Less than two months since Virgin Galactic founder Richard Branson’s first spaceflight, the company’s future missions are on a halt. The US Federal Aviation Administration (FAA) has grounded Virgin Galactic while the agency investigates the off-course drifting of the spaceflight during its climb.
Branson flew aboard the VSS Unity on July 11, 2021 as the spaceship took its first fully crewed spaceflight. Deviation from the ship’s course was noted during its descent back to the runway, which took the spaceship beyond the FAA’s air traffic control clearance area. While the aerospace company accepted that the spacecraft dropped from the protected airspace, it stated that was for about a minute and 40 seconds due to high-altitude wind. Virgin Galactic insisted that it was a safe and successful flight, the pilots responded appropriately and no one on board was in any added danger at any point. However, the FAA is overseeing the probe and only after thorough investigation would it allow further missions since it is about people’s safety. It is all the more important here because Virgin Galactic plans on taking civilians to space in the future and make space travel more accessible.
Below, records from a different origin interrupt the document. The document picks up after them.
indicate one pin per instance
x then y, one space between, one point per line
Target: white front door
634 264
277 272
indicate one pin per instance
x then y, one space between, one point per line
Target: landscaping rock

After the successful flight on July 11, Virgin Galactic had also announced a partnership with “Omaze and Space for humanity to inspire the next generation of dreamers” and had invited people to be a part of future spaceflights. Two additional test flights were planned before the company expects to commence commercial service in 2022.
However, just when the company announced its next research mission, the FAA ban came along. On September 2, 2021, Virgin Galactic announced the manifest for the next rocket-powered test flight of SpaceShipTwo Unity from Spaceport America, which will be the first commercial, humantended research mission for the Company.
Named the “Unity 23” mission, this would have been the 23rd flight for VSS Unity. The mission planned to carry three paying crew members from the Italian Air Force and the National Research Council. The goal of the mission is to evaluate and measure the effects of the transitional phase from gravity to microgravity on the human body. Other payloads to be on board would study the effect of the microgravity environment on a range of chemical and physical properties. “By testing and evaluating physiological and technological responses in sub-orbital flight, the mission aims to produce insights relevant to current and future spaceflight systems and technologies,” the company had mentioned in the official release.
The company was targeting a flight window in late September or early October 2021, pending technical checks and weather. However, now unless FAA clears the company, no further flights would take place awaits go ahead after investigation.